Desde la escuela primaria hasta la Universidad no es infrecuente que los alumnos se pregunten qué tienen que ver con la realidad las enseñanzas impartidas. Se aprenden quién sabe cuántas cosas, pero apenas se sale a la calle se descubre que están ocurriendo muchas otras que no parecen reflejarse en las aulas. Hay (todavía) guerras (piadosamente llamadas «locales»); hay gentes que luchan contra la injusticia, hay otras que huyen de la sociedad consumiendo drogas; hay en vastas regiones del globo hambre o injusticia, o ambas a un tiempo; dondequiera que se esté, no es menester caminar más de un par de kilómetros para reparar en alguna arbitrariedad o registrar alguna vileza. Parece como si el mundo estuviese dividido en dos porciones: en una están la geometría, la teoría del conocimiento, la química orgánica, el Derecho administrativo, la historia del arte; en la otra, los seres humanos con sus placeres, miserias, crueldades, egoísmos y rebeldías.

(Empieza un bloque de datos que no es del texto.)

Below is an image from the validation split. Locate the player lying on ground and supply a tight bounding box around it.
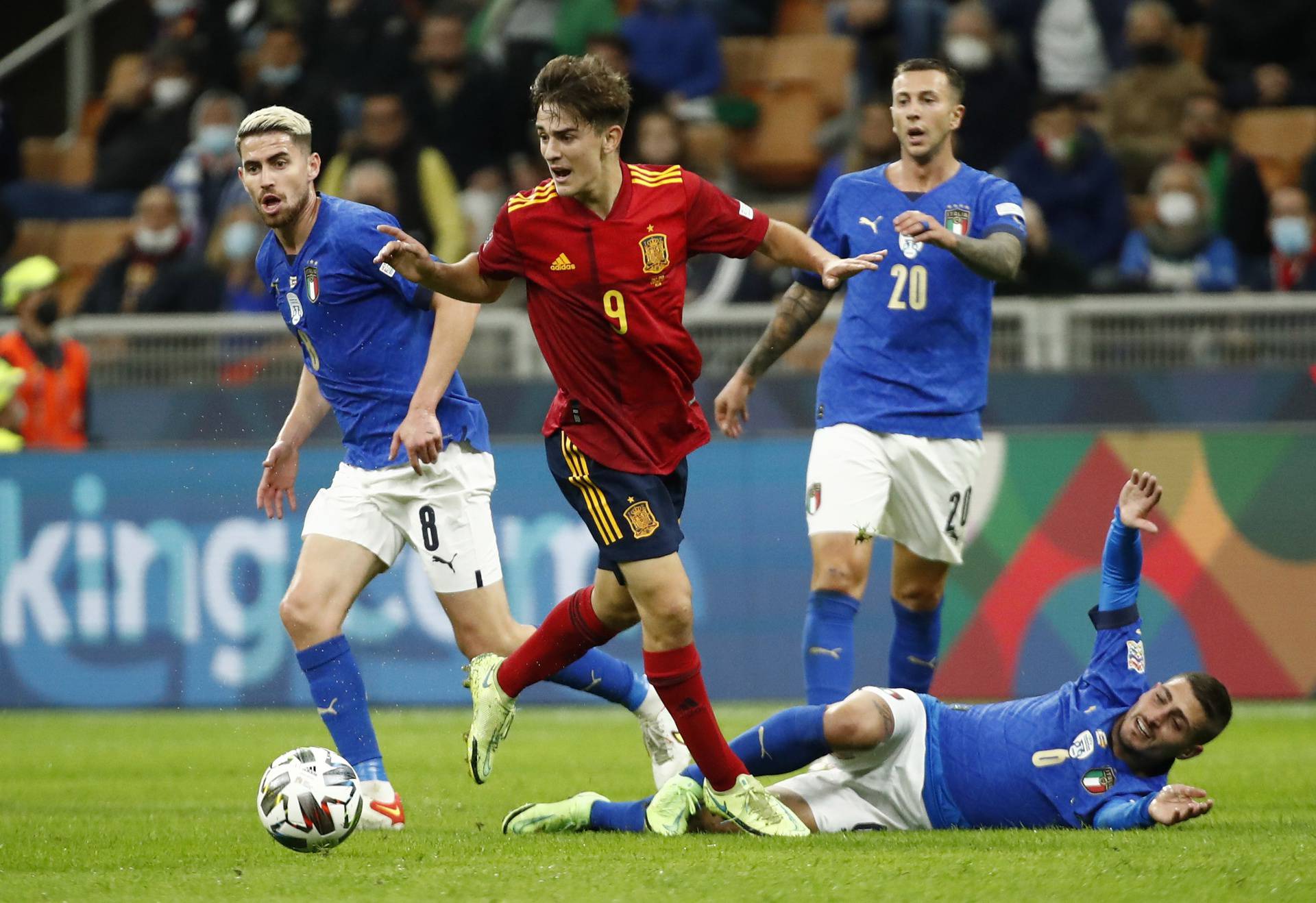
[502,470,1232,834]
[375,57,883,833]
[237,107,690,828]
[715,59,1025,704]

Muchas veces me he preguntado si no ocurre igual con los libros que uno produce. El autor los va componiendo con más o menos pena, -con mejor o peor fortuna, y mientras tanto van pasando en el mundo muchas cosas que parecen ajenas a ellos. Si uno no estuviera enterado de tales cosas, cabría concluir que se trata de uno de los clásicos ejemplos de la célebre torre de marfil. Pero no sólo está uno enterado, sino que busca enterarse todavía más. Entonces, ¿por qué no licenciar de una vez para siempre la geometría, la teoría del conocimiento, etc., y ponerse a darle vueltas a todas esas cosas que nos ocurren a todos, en mayor o menor medida, en este nuestro tiempo tan interesante y tan revuelto?

Muy sencillo: porque hay muchas maneras de hacer algo por sus semejantes, y una de ellas es la que en este y otros libros me propongo: desmantelar mitos y disipar ilusiones.

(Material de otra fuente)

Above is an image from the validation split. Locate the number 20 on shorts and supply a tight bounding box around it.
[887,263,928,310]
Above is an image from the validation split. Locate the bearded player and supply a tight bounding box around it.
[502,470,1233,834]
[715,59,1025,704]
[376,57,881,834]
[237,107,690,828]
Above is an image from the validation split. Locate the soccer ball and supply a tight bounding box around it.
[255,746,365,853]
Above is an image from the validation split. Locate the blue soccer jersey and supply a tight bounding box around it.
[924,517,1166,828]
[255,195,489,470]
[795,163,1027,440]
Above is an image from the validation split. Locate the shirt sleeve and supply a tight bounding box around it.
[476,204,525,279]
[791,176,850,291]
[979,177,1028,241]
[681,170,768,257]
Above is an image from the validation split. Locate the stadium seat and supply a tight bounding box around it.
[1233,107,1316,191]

Por supuesto que me preocupa la proliferación de armas nucleares, la explosión demográfica, la dilapidación de recursos naturales, el hambre, los asesinatos a mansalva, las torturas y los guetos. Si por mí fuera, nada de eso duraría un segundo más. Sobre estos y otros asuntos tengo opiniones que no son nada originales ni extravagantes: estimo que la paz es preferible a la guerra; la justicia social, a la injusticia; la libertad, a la opresión; la democracia, a la tiranía. Sé que estas preferencias son más fáciles de declarar que de precisar, y que pueden armarse conflictos entre ellas: la aspiración a la paz puede no concordar siempre con la oposición a la tiranía; la libertad puede poner trabas a la justicia social, y viceversa; la democracia puede convertirse en una máscara para promover intereses particulares o, simplemente, para impedir que se haga nada, etc.

Conviene, por ello, practicar dos operaciones que sólo en apariencia son incompatibles. Por un lado, seguir siendo candoroso en el uso de palabras como «libertad», «justicia» y «paz»; a despecho de lo que se ha abusado de ellas, todavía conservan mucha miga. Por otro lado, no echar mano de estas palabras a troche y moche, antes esforzarse por afinar sus significados.

La filosofía puede contribuir a estas buenas obras -puede inclusive ayudar a aclarar, en vez de enturbiar, la práctica-en la medida en que arremeta contra ambigüedades, enredos y marañas. Para ello es importante el prestar atención a las palabras.